L’autorité de l’auteur, c’est ce qui fait sa force, ce qui le démarque. Ce qui l’empêche de tomber dans le commercial, dans la facilité. Ce qui lui confère donc sa singularité et son pouvoir. Le pouvoir de refuser de se voir imposer une couleur ou un logo. Ou même de renoncer à être lisible. On pourrait comparer cela au sentiment de défi que l’on rencontre parfois en visitant un musée d’art contemporain : la provocation, parfois artificielle, à laquelle on peut être confronté, comme pour justifier la posture de l’artiste.

Un bon exemple serait l’incompréhension produite par l’identité visuelle de l’EnsAD dessinée par le duo de graphistes M/M en 2005. Libération en disait alors :

Les yeux rétifs, on peine d’abord à déchiffrer les mots brouillés de la nouvelle identité visuelle de l’Ecole nationale supérieure des arts décoratifs (Ensad) […]. Il ne s’agit pas d’un accident, les auteurs de ces signes sont les M/M (Paris), les graphistes Michaël Amzalag (37 ans) et Mathias Augustyniak (38 ans), deux Français qui revendiquetnt, non sans dédain pour la lisibilité, «cette boîte de Meccano, modulaire, ce jeu subjectif dans un système hérité du Bauhaus». […]
Anciens étudiants des Arts-Déco, ils avaient sans doute envie de se remesurer à leur ancienne école, «un cerbère dogmatique». Où il était «pénible d’avoir à choisir son camp entre le graphisme 70 et engagé du groupe Grapus et l’école fonctionnaliste suisse». Ça n’a pas raté, 98 personnes (salariés et étudiants) de l’Ensad, à l’appel de la CGT, ont signé une pétition refusant d’utiliser leur caractère grimoire.
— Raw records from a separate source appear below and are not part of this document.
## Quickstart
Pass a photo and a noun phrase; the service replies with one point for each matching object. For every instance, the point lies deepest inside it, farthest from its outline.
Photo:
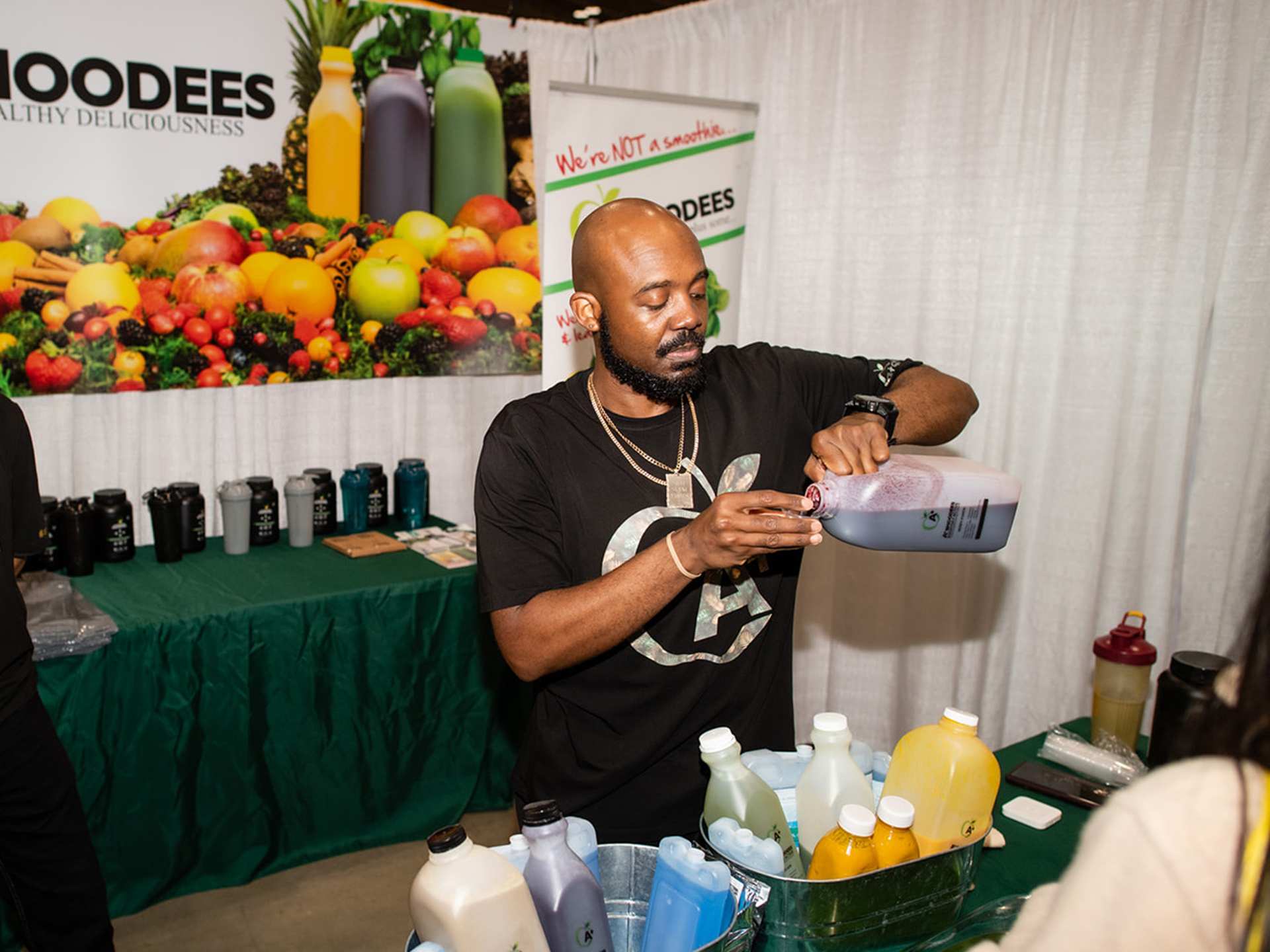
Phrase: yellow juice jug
(335, 140)
(847, 850)
(893, 836)
(951, 777)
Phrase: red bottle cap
(1127, 644)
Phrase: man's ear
(586, 310)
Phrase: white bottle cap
(829, 723)
(959, 716)
(715, 740)
(896, 811)
(857, 820)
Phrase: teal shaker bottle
(355, 485)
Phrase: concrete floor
(346, 904)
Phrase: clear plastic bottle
(566, 892)
(691, 902)
(737, 793)
(469, 899)
(920, 504)
(397, 159)
(516, 851)
(893, 836)
(952, 779)
(585, 842)
(829, 782)
(847, 850)
(468, 150)
(335, 140)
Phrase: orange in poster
(259, 267)
(102, 285)
(17, 254)
(465, 252)
(211, 285)
(509, 288)
(74, 214)
(489, 214)
(520, 247)
(300, 288)
(402, 251)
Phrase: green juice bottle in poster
(468, 151)
(335, 140)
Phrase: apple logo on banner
(621, 549)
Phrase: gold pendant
(679, 491)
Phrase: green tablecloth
(257, 713)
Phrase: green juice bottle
(468, 151)
(737, 793)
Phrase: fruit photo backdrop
(262, 276)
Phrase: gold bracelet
(679, 565)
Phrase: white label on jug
(966, 521)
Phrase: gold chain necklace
(679, 485)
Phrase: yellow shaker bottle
(1122, 680)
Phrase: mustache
(681, 340)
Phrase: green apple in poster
(381, 288)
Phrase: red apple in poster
(198, 243)
(441, 285)
(212, 286)
(489, 214)
(466, 252)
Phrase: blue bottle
(691, 903)
(355, 485)
(411, 493)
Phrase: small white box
(1032, 813)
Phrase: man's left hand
(851, 447)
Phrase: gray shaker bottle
(300, 510)
(237, 516)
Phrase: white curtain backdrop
(1064, 204)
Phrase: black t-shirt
(22, 534)
(615, 739)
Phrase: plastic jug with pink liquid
(920, 504)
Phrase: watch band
(879, 407)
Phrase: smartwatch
(880, 407)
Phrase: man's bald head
(614, 234)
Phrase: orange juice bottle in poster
(335, 139)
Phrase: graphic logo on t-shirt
(737, 477)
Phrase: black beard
(659, 390)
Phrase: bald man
(639, 539)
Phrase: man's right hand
(740, 526)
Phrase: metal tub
(900, 904)
(626, 876)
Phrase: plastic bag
(1114, 764)
(63, 621)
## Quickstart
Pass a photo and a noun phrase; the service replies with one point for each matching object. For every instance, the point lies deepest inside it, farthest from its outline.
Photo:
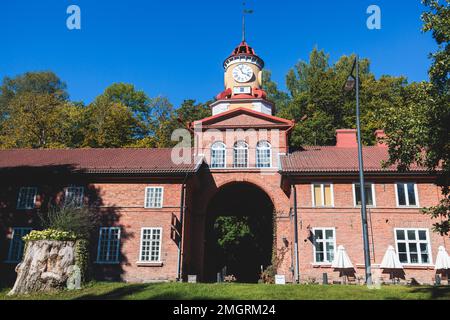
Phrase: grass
(117, 291)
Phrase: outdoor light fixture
(353, 83)
(350, 83)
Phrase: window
(407, 194)
(324, 245)
(322, 195)
(369, 190)
(413, 246)
(74, 196)
(240, 155)
(153, 197)
(16, 245)
(26, 198)
(150, 245)
(218, 155)
(263, 155)
(108, 245)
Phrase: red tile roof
(126, 160)
(332, 159)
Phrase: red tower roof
(243, 50)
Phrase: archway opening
(239, 233)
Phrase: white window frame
(372, 187)
(10, 249)
(146, 197)
(66, 191)
(418, 242)
(215, 147)
(324, 241)
(259, 148)
(160, 245)
(236, 149)
(116, 260)
(20, 195)
(322, 188)
(416, 194)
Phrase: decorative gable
(242, 118)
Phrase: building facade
(158, 208)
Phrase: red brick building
(240, 166)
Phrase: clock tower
(243, 82)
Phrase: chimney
(380, 137)
(346, 138)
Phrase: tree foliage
(418, 131)
(316, 101)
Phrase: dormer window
(218, 155)
(240, 158)
(263, 155)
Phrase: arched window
(263, 155)
(218, 155)
(240, 156)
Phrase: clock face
(242, 73)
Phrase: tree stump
(46, 266)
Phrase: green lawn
(105, 290)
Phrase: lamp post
(353, 83)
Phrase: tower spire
(244, 12)
(243, 25)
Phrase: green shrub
(78, 220)
(82, 258)
(50, 234)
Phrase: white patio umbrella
(442, 260)
(390, 261)
(341, 260)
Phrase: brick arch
(278, 204)
(247, 181)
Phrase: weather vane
(244, 12)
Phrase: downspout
(296, 263)
(182, 209)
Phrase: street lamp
(353, 83)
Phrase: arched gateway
(238, 232)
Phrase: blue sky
(176, 48)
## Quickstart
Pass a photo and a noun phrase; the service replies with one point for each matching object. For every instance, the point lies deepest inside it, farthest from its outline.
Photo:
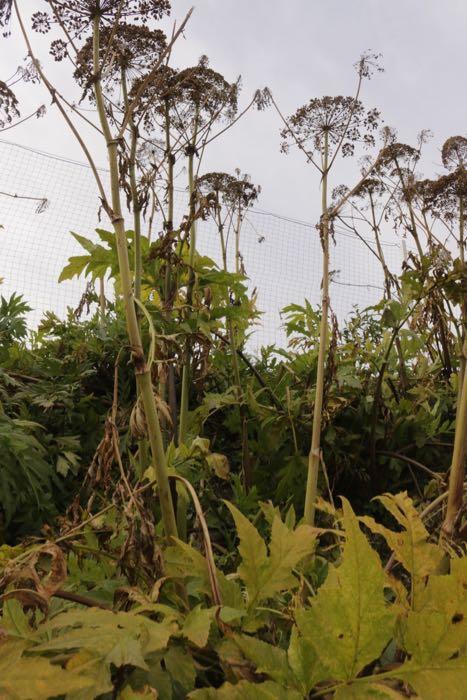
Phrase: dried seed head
(344, 120)
(454, 152)
(8, 105)
(77, 15)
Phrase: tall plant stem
(142, 371)
(191, 284)
(168, 280)
(315, 451)
(408, 200)
(456, 475)
(138, 262)
(457, 472)
(388, 279)
(246, 462)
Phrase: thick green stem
(183, 426)
(142, 371)
(246, 461)
(315, 451)
(456, 476)
(138, 262)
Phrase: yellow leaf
(349, 623)
(247, 691)
(265, 575)
(198, 624)
(411, 547)
(26, 678)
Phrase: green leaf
(25, 678)
(411, 547)
(438, 629)
(75, 268)
(247, 691)
(254, 569)
(361, 691)
(349, 623)
(87, 665)
(267, 659)
(264, 575)
(304, 661)
(198, 624)
(438, 681)
(181, 667)
(119, 638)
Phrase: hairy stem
(142, 371)
(315, 451)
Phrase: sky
(299, 49)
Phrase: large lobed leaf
(266, 574)
(349, 622)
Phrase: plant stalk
(315, 451)
(142, 371)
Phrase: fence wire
(44, 197)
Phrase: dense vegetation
(177, 515)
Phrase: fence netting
(44, 197)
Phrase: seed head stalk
(190, 288)
(315, 451)
(143, 376)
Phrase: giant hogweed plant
(279, 623)
(325, 129)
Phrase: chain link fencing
(44, 197)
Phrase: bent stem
(191, 284)
(456, 476)
(138, 263)
(315, 451)
(142, 371)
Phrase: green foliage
(359, 635)
(13, 324)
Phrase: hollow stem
(142, 371)
(315, 451)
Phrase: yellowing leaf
(219, 464)
(254, 569)
(267, 659)
(349, 623)
(362, 691)
(445, 680)
(287, 548)
(197, 625)
(119, 638)
(304, 662)
(88, 665)
(184, 561)
(438, 629)
(411, 547)
(26, 678)
(264, 575)
(247, 691)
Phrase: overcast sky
(300, 49)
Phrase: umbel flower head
(8, 105)
(202, 91)
(230, 190)
(454, 152)
(133, 49)
(193, 94)
(344, 120)
(5, 15)
(77, 15)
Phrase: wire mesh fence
(44, 197)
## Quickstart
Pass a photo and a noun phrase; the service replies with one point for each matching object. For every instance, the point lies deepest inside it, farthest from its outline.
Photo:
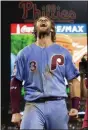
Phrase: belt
(44, 99)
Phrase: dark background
(11, 13)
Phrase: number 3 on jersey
(33, 65)
(56, 60)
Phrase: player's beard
(43, 34)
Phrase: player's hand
(73, 113)
(16, 118)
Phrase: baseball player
(43, 66)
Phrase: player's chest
(45, 60)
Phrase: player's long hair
(53, 33)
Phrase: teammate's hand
(16, 118)
(73, 113)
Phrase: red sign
(22, 28)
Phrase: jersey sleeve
(18, 70)
(70, 69)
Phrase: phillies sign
(60, 28)
(53, 11)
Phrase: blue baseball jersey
(44, 70)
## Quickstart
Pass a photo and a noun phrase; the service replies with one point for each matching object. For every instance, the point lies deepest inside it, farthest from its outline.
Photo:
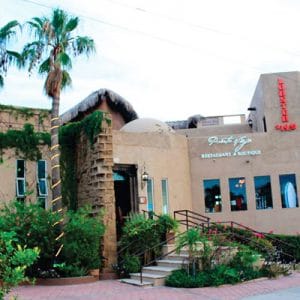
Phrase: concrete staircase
(156, 275)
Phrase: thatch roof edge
(114, 101)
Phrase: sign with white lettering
(238, 143)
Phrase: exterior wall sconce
(252, 108)
(145, 178)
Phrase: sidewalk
(114, 290)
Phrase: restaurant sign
(237, 143)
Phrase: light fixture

Finalement, le directeur de l’école, Patrick Renaud, expliquera dans une lettre aux deux graphistes que le confort visuel passe avant «les partis pris esthétiques», et qu’«Erosion» sera abandonnée pour la communication interne rue d’Ulm. «Pour une école d’art, on croyait qu’on pouvait se permettre un projet utopique, s’énervent les deux compères. Nous ne sommes pas uniquement là pour rendre un service au plus grand nombre. Cela nie l’être humain. Dans notre démarche, une personne s’adresse à une personne, pour développer un langage particulier à chacun. Un signe transmet autre chose que de la fonctionnalité, il joue sur des ressorts psychologiques, poétiques.»
Anne-Maris Fèvre, Signé M/M, Libération, 2005.
Site internet de l’EnsAD en 2008, basé sur l’identité conçue par M/M

L’auteur peut-il exister sans démonstration de force ? On distingue bien alors l’idée très répandue que le créateur doit être en confrontation avec la société pour produire un travail intéressant. À lui d’élever le débat et de dire ce qui est bon, ce qui est beau, ce qui est juste. «En graphisme, il faut avoir la couille», résume un enseignant de l’EnsAD.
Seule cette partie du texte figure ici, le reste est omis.